In making Project Epsilon, coding took up the vast majority of time. In fact, it took more time than design and asset collection combined.
The gun is the most important part of the game. The player by the end of the game can do almost nothing without it. Despite being so important, the gun is also simple. You have a gun, you can shoot with it. In the beginning the only variables on the gun were: chamberEmpty, gunReload, gunshotClip, currentBullets, maxBullets, and bulletSpawnPoint.
Chamber empty, gun reload and gunshot clip are all sounds. Chamber empty played if the player attempted to fire with no bullets. Gun reload played when the player reloaded their gun. Gunshot clip played whenever the player fired a bullet. Current bullets showed how many times the player could shoot before having to reload. Max bullets showed how the starting number of bullets in a gun as well as the number of bullets the gun would go back to on reload.
Any functional gun can fire. The fire script started off as a simple method that played a sound(gunshot or chamber empty), instantiated a bullet, and sent the bullet flying. As the semester progressed, the firing of the bullet also became more complicated. The sound played remained the same but the gun no longer made its own bullet
An early optimization done for bullets was to remove the constant spawning. Bullets would be fired near endlessly and it isn’t good practice to repeatedly spawn objects. Instead, all guns now had a reference to the BulletController, a manager which held all the bullets in the game, handing them to different guns as needed and spawning new bullets if necessary.
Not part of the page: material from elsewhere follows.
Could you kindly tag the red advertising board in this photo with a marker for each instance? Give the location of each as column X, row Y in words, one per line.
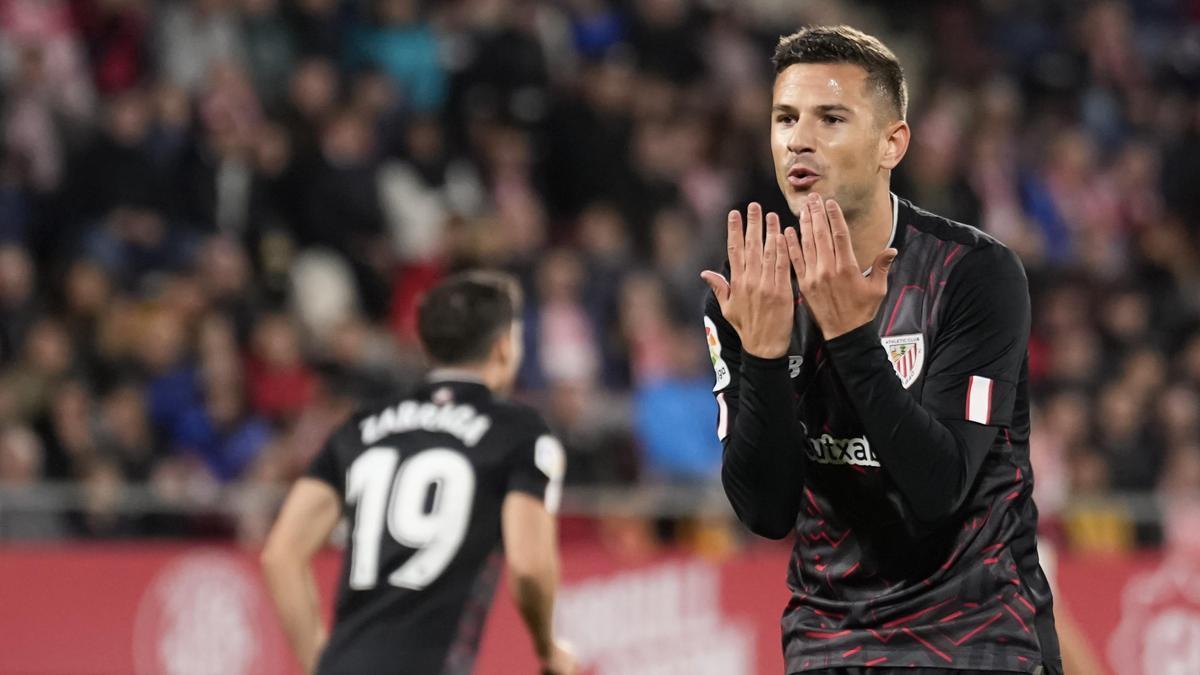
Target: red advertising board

When the teleportation system provided by the XR interaction toolkit failed to meet all the requirements needed by my game, the matter of teleportation was handed over to the bullet and gun. This made it so the gun. which previously had no use for knowing which game object was currently holding it, suddenly did need to know. The reference to the player would then be passed onto any bullets fired from the gun, and later used by bullets to allow teleportation.
A cool thing discovered later on is that the XRGrabInteractable, the component that allows the player to pick up objects(such as a gun) actually had a reference to anything interacting with it. This allowed me to send haptic feedback whenever the player fired a bullet.
The main function of the bullet controller script was to have a simple way of managing every bullet in the game. Bullets, along with targets, are never actually destroyed in Epsilon. They are only deactivated until next needed. Gun that fire ask the bullet controller for a bullet, and if there are any inactive bullets, the controller gives it to the gun, setting up the bullet to properly behave with said gun. If there are no inactive bullets, a new one is made.
Active bullets are moved to a new list and remain there until they hit something or travel too far away from the player that shot them. The active bullets list calls the UpdateLocation() method on all bullets, moving them straight forward from where they were fired.